A little off-topic, but I didn't think that cats generally took on a squirrel! Not one of the stray/feral cats in my care have ever tried that I know of, even though the neighborhood is "crawling" with squirrels! Maybe we have some mean squirrels here in Michigan. I wouldn't want to go "tooth-to-nail" with one! On the other hand the squirrels don't hang around the feeding station either. Raccoons are another issue though. Raccoons absolutely love kibble and the cats won't come back to the station for a day after one has been around. I've trapped and returned to the "wild" more raccoons than I've TNR'd feral cats. I don't particularly begrudge them the food, but raccoons and cats are incompatible at a feeding station.


----------



## Goldtanker (Jan 9, 2011)

Various thieves around the property.


Woodchuck (Groundhog)










Fox










Hawk










Skunk










Racoons










Possum










Chipmunk










And of course, Squirrel.
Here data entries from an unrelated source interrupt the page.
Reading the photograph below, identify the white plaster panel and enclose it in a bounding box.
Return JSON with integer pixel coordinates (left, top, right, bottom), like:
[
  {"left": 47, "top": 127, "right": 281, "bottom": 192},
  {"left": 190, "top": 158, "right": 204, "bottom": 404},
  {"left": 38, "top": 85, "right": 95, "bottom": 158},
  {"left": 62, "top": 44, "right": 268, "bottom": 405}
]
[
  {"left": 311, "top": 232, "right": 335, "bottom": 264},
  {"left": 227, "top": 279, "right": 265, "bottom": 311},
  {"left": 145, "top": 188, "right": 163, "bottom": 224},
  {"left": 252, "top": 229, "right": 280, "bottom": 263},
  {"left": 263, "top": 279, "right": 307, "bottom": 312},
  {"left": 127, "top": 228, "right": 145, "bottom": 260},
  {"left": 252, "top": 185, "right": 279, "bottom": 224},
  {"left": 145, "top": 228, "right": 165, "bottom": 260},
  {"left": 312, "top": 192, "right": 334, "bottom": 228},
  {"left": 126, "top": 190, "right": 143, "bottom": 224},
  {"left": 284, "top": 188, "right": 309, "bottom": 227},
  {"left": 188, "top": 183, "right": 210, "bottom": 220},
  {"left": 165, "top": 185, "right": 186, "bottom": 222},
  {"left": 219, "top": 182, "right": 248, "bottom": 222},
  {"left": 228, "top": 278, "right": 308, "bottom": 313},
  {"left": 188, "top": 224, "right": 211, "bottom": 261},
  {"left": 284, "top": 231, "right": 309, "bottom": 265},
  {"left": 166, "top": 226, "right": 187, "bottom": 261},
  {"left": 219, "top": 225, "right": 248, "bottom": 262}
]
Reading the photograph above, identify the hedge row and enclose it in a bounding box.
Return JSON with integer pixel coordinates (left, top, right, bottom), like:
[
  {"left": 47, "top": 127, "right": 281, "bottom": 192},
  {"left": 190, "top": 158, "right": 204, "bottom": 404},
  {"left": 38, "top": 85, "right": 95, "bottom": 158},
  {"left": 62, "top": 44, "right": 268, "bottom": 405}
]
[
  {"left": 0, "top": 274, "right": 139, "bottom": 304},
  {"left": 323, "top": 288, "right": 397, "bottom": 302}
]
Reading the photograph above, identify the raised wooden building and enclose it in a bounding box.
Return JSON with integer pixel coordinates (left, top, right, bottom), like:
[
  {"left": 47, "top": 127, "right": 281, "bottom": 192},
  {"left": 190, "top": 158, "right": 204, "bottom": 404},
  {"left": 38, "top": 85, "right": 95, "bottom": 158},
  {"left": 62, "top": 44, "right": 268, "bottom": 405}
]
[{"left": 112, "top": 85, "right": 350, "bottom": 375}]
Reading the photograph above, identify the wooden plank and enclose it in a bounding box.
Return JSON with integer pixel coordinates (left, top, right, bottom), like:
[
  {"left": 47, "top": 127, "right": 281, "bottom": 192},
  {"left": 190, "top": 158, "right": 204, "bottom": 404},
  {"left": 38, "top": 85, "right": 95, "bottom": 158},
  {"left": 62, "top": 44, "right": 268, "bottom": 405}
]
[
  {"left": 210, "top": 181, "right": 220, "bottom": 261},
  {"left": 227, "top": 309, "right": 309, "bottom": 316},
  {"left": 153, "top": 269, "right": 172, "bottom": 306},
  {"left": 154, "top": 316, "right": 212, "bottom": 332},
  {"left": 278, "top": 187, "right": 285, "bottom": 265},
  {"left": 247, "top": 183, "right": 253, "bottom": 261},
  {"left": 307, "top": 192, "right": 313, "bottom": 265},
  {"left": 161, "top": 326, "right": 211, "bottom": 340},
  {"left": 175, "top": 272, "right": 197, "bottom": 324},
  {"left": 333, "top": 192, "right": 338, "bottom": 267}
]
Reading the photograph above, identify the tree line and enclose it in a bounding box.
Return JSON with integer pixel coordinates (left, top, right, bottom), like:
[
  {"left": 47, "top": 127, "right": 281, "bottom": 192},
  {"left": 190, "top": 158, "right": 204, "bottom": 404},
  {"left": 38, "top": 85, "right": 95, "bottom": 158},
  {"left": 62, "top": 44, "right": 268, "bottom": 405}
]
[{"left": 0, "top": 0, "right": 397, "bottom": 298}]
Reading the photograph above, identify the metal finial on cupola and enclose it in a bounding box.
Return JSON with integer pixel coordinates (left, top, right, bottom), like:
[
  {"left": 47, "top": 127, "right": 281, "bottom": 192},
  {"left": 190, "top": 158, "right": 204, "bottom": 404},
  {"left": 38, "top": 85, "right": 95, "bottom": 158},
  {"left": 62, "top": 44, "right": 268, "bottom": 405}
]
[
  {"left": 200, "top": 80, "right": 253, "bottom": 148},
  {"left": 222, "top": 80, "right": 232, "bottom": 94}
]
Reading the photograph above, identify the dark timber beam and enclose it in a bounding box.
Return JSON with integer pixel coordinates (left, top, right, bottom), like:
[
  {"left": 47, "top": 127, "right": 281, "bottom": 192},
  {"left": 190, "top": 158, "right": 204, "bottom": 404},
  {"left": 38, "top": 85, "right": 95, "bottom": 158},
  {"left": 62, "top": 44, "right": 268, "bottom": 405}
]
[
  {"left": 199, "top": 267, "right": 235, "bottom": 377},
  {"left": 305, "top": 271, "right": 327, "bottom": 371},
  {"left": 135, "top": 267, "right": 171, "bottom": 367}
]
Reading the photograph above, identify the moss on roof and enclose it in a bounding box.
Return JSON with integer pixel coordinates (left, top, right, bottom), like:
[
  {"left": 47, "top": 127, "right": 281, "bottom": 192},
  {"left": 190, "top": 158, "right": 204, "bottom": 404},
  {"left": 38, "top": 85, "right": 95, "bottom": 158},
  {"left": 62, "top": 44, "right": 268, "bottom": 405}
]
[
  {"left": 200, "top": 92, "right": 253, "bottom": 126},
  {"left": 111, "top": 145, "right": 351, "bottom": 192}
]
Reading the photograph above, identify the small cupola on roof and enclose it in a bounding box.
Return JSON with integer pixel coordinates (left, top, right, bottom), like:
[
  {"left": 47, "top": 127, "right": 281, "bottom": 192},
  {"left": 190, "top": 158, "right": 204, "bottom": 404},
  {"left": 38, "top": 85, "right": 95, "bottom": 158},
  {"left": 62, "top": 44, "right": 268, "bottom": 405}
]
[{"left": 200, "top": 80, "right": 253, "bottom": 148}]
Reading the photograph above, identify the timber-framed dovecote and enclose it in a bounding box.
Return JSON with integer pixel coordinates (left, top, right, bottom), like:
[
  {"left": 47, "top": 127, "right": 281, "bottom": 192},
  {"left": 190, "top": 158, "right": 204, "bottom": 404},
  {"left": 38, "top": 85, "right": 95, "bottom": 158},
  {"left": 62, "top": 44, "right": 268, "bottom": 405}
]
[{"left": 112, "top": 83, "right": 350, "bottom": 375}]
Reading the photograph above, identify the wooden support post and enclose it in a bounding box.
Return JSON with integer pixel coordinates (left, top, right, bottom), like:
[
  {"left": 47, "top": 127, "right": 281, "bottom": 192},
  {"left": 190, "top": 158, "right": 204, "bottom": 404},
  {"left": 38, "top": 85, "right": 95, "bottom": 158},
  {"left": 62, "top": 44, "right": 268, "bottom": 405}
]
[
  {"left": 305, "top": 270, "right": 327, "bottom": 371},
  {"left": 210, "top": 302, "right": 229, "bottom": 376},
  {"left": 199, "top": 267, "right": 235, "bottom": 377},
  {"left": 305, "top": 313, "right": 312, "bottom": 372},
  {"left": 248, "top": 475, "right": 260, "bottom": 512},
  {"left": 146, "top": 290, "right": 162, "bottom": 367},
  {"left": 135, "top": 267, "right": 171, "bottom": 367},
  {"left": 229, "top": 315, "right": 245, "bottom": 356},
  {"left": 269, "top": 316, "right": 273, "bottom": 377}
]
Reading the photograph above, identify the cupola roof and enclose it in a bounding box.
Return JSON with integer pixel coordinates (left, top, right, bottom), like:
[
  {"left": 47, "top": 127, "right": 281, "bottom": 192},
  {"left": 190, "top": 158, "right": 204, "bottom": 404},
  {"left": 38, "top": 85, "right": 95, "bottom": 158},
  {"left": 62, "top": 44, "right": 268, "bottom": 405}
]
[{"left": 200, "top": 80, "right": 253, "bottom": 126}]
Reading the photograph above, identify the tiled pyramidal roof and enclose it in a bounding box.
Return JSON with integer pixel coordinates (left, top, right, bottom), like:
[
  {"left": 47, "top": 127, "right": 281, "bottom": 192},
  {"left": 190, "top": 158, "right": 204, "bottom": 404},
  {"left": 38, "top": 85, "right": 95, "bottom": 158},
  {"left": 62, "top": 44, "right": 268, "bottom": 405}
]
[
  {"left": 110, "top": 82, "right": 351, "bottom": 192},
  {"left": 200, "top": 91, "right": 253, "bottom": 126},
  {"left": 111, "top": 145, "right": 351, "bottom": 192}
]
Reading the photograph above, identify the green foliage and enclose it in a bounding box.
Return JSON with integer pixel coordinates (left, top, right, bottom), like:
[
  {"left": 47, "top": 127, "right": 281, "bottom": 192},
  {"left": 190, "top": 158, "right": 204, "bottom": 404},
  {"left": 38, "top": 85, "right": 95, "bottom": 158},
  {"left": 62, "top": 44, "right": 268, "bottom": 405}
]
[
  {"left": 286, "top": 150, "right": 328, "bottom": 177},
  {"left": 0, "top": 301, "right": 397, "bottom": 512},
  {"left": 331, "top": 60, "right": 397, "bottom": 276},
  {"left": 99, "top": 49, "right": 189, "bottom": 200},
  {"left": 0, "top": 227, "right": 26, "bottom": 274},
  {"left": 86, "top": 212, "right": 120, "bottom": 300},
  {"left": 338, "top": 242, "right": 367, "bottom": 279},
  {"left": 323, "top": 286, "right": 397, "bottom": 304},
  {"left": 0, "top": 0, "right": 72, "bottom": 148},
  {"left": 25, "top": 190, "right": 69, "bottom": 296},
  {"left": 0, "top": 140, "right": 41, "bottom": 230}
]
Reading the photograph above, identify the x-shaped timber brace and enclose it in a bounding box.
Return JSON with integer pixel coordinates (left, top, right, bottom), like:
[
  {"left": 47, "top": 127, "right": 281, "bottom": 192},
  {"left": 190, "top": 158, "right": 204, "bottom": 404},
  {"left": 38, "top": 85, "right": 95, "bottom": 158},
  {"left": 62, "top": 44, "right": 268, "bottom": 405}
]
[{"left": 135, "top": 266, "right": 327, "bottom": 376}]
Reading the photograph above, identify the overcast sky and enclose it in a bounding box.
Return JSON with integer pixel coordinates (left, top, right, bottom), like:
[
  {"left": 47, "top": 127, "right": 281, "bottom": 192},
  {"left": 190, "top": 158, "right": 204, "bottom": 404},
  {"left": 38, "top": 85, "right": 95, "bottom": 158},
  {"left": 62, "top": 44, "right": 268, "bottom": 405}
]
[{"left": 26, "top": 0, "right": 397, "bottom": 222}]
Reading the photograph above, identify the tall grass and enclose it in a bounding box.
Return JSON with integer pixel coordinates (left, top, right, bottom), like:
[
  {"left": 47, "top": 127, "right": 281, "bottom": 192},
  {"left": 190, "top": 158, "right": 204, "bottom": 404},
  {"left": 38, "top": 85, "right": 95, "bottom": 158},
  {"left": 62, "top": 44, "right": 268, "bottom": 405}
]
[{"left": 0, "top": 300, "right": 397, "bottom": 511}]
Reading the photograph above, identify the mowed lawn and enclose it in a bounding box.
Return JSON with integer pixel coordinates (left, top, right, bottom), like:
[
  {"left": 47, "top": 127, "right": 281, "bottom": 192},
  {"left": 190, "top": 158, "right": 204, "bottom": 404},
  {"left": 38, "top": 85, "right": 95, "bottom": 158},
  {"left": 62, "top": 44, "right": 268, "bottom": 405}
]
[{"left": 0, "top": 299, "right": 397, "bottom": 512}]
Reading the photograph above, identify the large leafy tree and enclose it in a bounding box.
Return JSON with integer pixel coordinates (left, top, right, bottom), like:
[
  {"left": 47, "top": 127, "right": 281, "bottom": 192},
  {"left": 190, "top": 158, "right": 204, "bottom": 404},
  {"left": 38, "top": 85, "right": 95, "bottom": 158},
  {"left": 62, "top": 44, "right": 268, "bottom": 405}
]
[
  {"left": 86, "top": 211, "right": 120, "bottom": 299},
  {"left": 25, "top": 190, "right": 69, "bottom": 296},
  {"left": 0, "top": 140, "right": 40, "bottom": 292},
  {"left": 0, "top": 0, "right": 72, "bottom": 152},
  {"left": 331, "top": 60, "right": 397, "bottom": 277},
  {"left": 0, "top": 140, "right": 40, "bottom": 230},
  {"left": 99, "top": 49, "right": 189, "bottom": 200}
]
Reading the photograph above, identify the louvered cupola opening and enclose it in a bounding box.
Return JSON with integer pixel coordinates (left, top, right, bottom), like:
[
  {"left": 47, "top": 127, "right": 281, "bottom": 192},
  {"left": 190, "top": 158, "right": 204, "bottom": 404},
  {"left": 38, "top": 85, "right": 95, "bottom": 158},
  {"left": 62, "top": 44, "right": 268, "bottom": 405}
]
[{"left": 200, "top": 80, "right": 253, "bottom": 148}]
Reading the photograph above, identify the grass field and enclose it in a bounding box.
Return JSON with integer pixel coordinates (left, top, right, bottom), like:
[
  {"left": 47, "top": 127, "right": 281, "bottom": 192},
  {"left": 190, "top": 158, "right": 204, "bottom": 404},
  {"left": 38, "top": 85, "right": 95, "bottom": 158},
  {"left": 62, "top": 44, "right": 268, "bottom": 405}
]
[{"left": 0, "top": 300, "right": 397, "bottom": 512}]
Midnight, the wild cat, does climb the trees after them!


----------



## cooncatbob (May 27, 2011)

When I was a child we had a white Tom named Pinky (pink ears and nose) who regularly caught and ate squirrels, nothing left but the tail.
Once I saw him lying on the front lawn playing possum for the Blue Jays, they were swooping down on him and he just laid there, suddenly he struck and Blue Jay down, the other Jay tried to strike him in the back and bam he got that one too.
He was quite an impressive hunter, but he was a real sweet heart.


----------